Databricks Introduction
All my notes about the databricks will be linked here so that, when I want to revise or brush up the concepts I do not have to worry.
Prerequisites:
Table of Content
- Introduction
- Databricks Architecture
- Workspace, Notebooks & Azure Integration
- Compute - Clusters, Policies & Cost Optimization
- Monitoring & Debugging - Spark UI, execution plans, debugging failed jobs
- Delta Lake Deep Dive
- DLT / Lakeflow Spark Declarative Pipelines
Firstly start with the introduction, where it talks about what is databricks, what problems it over come and how it overcomes. Then read about the high level architecture of databricks along with the workspace architecture and architecture of it's types classic and serverless workspaces.
For more on workspaces read here.
After the workspaces, there comes the another important component that is Unity Catalog, that talks about which and how the data is managed.
Note: While making notes and working on the projects If I think it is worth as a interview question I will add here and question which are asked in interview or I got them from internet while prepping for interviews are here.
Introduction
Databricks is a cloud-based unified data and AI platform built on Apache Spark that implements the Lakehouse architecture. It provides a single environment for data engineering, analytics, BI, and machine learning.
Why Databricks exists
In traditional data architectures, organizations relied on multiple separate tools such as Data Warehouses, Data Lakes, ETL tools, orchestration systems, governance frameworks, and BI tools.
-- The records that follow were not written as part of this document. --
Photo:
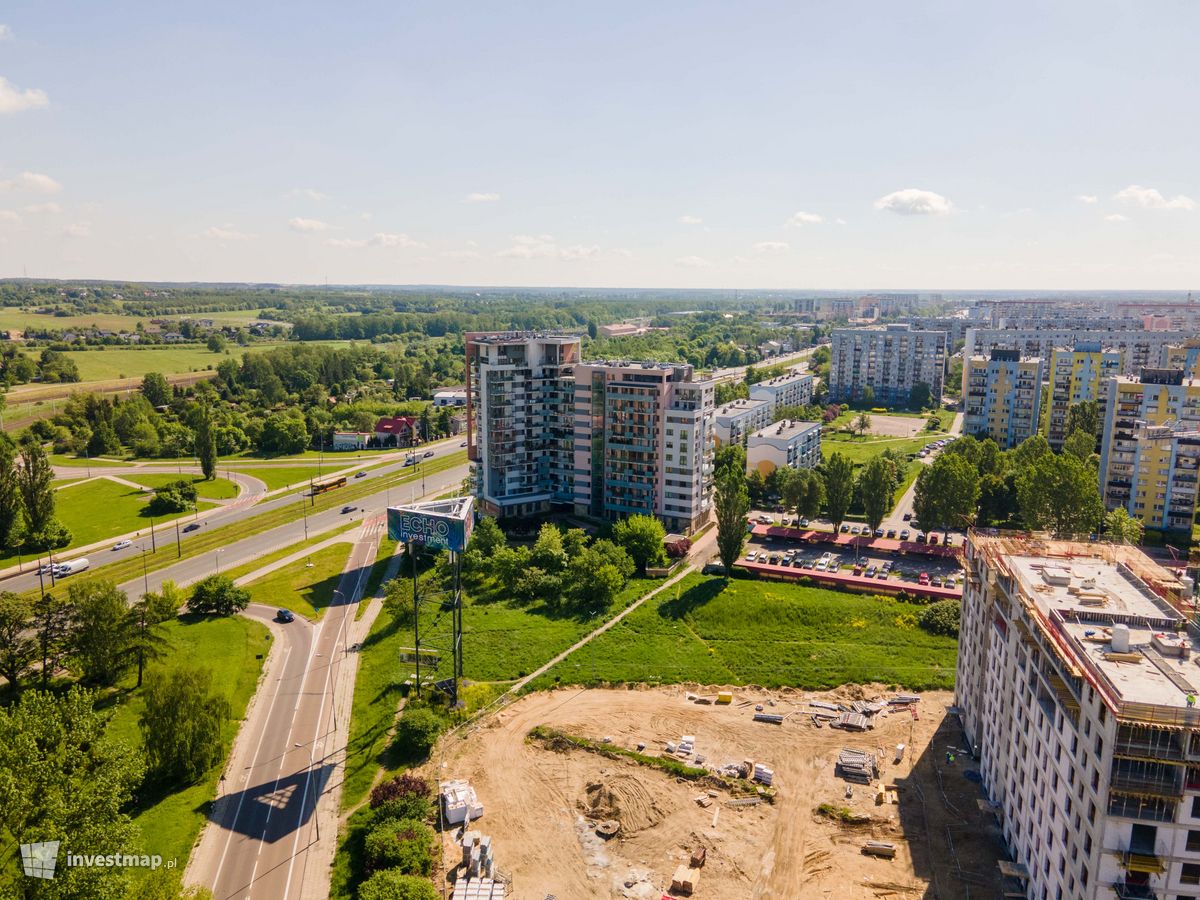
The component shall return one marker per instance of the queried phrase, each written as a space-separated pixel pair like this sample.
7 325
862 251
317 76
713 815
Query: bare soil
543 805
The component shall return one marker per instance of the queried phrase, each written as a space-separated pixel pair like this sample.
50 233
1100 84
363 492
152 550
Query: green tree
731 502
947 493
181 724
155 389
391 885
642 539
18 649
1061 495
207 443
35 480
217 595
876 485
63 778
1123 528
839 483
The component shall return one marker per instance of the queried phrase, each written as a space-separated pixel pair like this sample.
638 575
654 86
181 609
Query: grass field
742 631
306 592
220 489
171 822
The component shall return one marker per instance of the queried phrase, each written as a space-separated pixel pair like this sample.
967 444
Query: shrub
941 618
417 732
405 845
402 797
393 885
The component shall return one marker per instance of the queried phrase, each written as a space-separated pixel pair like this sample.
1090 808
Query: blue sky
751 144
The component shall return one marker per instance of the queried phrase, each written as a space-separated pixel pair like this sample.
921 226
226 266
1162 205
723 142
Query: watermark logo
39 859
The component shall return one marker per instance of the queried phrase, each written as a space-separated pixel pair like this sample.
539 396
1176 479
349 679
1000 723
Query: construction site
707 792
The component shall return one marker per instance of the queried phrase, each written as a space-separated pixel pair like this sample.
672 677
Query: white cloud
226 233
31 181
382 239
803 219
915 202
307 225
579 251
15 100
769 247
1150 198
529 246
309 193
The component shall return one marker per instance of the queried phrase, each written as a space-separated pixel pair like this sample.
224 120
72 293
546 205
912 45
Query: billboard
444 525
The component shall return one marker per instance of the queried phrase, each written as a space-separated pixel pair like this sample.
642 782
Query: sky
787 145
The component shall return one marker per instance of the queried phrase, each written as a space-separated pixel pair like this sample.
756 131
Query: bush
405 845
393 885
941 618
402 797
417 732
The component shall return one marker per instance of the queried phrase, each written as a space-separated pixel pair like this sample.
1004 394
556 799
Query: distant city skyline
763 145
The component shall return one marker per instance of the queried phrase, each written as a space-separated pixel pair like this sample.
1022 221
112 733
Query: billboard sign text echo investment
441 525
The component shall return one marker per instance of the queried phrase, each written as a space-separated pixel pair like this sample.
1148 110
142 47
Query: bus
322 486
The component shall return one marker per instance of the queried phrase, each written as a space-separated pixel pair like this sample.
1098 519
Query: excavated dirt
541 807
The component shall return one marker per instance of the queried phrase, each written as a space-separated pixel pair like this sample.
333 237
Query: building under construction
1077 685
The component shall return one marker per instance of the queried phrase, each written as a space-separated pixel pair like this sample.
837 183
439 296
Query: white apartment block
735 421
786 444
793 389
643 443
891 361
1075 688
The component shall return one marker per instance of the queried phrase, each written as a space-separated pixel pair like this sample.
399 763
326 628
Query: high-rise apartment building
1003 397
737 419
643 442
1150 451
1075 688
520 420
889 360
606 439
1078 376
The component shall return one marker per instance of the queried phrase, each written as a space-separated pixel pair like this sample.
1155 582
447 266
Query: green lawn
234 648
744 631
304 591
220 489
99 509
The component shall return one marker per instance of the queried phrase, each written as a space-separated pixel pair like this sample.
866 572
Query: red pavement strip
855 582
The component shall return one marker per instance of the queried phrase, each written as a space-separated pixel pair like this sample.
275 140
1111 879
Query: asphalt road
244 551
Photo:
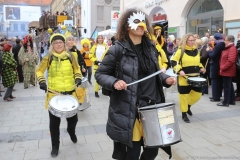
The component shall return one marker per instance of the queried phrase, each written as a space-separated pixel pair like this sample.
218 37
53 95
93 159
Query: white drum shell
84 82
156 134
63 106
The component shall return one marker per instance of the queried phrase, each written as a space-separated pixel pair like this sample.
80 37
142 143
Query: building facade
194 16
17 26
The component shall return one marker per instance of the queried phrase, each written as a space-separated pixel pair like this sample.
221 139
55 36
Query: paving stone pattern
24 130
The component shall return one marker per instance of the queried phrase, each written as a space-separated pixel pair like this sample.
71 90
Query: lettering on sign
159 17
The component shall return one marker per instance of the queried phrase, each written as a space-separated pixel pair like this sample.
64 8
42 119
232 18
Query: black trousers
229 95
54 125
20 73
217 86
134 153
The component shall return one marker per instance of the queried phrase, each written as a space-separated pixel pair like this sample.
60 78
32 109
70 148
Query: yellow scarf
190 48
63 55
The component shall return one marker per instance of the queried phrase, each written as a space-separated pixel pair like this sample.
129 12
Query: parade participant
238 70
59 62
96 53
228 70
140 60
186 61
85 53
216 79
9 76
73 49
28 59
205 62
161 46
16 50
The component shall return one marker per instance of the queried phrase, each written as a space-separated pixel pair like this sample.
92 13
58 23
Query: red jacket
227 61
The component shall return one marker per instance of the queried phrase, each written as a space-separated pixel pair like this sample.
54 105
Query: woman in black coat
216 79
138 60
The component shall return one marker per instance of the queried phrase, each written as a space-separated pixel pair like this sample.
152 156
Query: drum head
64 103
199 79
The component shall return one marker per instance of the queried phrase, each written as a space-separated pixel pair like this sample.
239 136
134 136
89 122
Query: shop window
100 13
22 27
203 6
217 25
15 27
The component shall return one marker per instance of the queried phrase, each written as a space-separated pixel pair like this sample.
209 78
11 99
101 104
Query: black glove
97 62
78 82
43 86
84 53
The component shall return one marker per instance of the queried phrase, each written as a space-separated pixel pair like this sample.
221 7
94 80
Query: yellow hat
49 30
85 40
57 36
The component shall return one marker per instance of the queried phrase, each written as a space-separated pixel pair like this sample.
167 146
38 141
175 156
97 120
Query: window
23 27
116 9
204 6
108 2
15 27
100 13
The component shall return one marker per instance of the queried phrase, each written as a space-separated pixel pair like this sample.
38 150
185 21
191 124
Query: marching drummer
63 74
186 62
139 59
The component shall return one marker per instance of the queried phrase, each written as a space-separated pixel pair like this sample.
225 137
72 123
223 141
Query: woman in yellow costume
159 40
85 54
186 61
59 62
96 53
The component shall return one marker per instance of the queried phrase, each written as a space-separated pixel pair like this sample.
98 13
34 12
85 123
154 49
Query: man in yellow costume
63 74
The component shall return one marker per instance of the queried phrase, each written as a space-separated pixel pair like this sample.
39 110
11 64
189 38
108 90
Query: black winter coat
215 56
122 108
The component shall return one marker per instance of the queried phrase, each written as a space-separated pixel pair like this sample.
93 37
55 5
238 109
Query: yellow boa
63 55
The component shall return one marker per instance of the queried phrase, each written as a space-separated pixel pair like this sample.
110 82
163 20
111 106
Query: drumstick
206 63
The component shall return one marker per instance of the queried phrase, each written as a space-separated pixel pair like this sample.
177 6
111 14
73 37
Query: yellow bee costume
190 63
60 71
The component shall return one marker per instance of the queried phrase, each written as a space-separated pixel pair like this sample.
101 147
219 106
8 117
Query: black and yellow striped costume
190 63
The main challenge was managing and integrating these tools, which led to:
- Vendor lock-in — occurs when data is stored in proprietary formats and tightly coupled to a specific processing engine, making it difficult to migrate or access outside the platform
- High engineering complexity
- Multiple integration points
- Increased maintenance overhead
- Slower development and debugging
What Databricks Provides
Databricks offers a unified data platform where storage, processing, governance, and analytics are seamlessly integrated, eliminating the need to manage multiple disconnected systems. This allows engineers to build and manage end-to-end data workflows in a single environment.
At its core, Databricks leverages the Data Lakehouse architecture, which combines the capabilities of data lakes and data warehouses into a single system. By doing so, it removes the need for separate platforms, reduces data duplication, and enables a single source of truth for both analytics and machine learning workloads.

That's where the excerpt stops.